Naiara Rodriguez-Ezpeleta¹, Paula Álvarez², Xabier Irigoien².

Abstract

Mesopelagic fish are largely abundant poorly studied fish that are still intact, but which, due to their potentially great added value, will be imminently exploited by humans. Therefore, studies that provide information to anticipate the anthropogenic impact on this important resource are urgently needed. In particular, knowledge about their connectivity, potential adaptation and resilience are needed. This information can be obtained through the analysis of genome-wide markers which are now relatively easily and cost-efficiently discovered thanks to high-throughput sequencing technologies.
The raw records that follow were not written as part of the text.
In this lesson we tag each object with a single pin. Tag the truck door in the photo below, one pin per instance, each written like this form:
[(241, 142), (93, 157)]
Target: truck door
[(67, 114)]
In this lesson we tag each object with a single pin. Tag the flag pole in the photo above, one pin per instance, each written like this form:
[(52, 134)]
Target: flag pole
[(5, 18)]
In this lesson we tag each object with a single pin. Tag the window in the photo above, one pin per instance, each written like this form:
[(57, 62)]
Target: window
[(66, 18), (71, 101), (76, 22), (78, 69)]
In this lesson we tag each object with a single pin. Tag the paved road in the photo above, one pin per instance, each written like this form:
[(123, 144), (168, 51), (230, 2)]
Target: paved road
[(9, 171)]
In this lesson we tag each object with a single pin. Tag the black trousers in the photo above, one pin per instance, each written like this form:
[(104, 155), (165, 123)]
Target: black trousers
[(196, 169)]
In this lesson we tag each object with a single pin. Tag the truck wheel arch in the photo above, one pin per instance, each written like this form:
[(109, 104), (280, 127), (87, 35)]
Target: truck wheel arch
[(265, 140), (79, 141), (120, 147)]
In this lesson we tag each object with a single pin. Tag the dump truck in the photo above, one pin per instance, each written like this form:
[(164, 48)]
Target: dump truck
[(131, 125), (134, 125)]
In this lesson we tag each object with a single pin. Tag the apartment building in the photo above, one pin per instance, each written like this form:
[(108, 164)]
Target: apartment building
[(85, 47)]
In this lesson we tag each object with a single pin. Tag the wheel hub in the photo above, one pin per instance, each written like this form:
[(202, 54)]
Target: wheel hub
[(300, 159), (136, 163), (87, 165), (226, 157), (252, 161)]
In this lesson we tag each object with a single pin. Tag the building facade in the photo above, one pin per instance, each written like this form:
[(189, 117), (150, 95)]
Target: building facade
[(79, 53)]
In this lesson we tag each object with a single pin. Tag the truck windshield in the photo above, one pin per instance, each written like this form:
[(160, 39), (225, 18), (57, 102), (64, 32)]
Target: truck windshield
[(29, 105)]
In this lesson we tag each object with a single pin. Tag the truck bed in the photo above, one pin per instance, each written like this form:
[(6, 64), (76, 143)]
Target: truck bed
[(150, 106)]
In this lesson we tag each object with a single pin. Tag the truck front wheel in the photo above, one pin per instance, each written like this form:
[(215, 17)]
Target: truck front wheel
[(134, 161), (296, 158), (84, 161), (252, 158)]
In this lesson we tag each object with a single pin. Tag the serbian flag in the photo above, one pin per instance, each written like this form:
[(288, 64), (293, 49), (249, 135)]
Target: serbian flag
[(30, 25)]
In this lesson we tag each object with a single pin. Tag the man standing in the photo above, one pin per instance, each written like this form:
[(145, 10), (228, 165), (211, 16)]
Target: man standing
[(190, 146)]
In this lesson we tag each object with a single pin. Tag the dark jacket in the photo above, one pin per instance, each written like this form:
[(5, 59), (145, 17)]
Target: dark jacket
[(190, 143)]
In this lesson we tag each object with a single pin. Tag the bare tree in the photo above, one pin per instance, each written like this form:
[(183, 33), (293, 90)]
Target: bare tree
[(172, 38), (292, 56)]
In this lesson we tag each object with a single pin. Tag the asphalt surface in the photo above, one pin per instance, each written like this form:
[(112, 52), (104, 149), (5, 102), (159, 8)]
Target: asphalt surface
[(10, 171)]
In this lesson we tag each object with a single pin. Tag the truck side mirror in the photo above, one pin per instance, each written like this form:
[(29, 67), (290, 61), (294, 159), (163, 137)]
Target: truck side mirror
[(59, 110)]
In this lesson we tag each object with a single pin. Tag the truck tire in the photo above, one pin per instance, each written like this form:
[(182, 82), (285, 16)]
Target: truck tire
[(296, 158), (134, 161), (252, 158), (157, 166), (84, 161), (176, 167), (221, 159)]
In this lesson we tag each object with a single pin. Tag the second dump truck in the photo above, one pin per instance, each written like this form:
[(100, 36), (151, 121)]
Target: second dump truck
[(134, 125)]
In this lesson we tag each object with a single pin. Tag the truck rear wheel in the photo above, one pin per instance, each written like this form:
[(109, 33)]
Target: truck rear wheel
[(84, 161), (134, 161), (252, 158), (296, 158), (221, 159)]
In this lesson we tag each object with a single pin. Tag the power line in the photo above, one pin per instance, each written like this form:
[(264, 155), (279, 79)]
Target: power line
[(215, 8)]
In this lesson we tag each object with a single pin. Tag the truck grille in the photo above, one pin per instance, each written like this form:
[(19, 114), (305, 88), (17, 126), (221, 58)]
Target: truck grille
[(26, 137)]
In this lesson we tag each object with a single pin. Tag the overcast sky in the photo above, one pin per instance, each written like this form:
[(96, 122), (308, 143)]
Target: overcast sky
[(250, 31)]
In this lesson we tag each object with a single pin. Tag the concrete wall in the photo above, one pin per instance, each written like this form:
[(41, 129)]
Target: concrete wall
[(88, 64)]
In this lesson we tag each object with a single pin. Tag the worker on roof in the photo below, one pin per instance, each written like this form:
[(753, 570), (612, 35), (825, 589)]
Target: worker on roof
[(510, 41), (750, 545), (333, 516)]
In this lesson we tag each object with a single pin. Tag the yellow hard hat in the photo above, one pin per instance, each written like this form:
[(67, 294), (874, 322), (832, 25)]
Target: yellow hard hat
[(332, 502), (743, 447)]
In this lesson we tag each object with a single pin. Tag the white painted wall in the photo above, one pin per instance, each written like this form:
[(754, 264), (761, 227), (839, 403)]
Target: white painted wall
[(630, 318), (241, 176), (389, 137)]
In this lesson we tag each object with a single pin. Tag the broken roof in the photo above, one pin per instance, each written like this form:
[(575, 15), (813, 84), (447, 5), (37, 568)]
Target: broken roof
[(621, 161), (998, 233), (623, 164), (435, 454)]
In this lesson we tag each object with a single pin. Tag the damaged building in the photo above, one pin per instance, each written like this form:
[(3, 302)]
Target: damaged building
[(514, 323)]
Here, we have generated thousands of SNP markers in Maurolicus muelleri, based on the restriction-site associated DNA sequencing method, and preformed population connectivity and genetic diversity analyses in a subset of samples collected from the Bay of Biscay. Our study proves the method valid for obtaining genome-wide markers in this species and provides the first insights into the population genomics of M. muelleri. Importantly, the genomic resources developed here are made available for future studies and set the basics for additional endeavors on this issue.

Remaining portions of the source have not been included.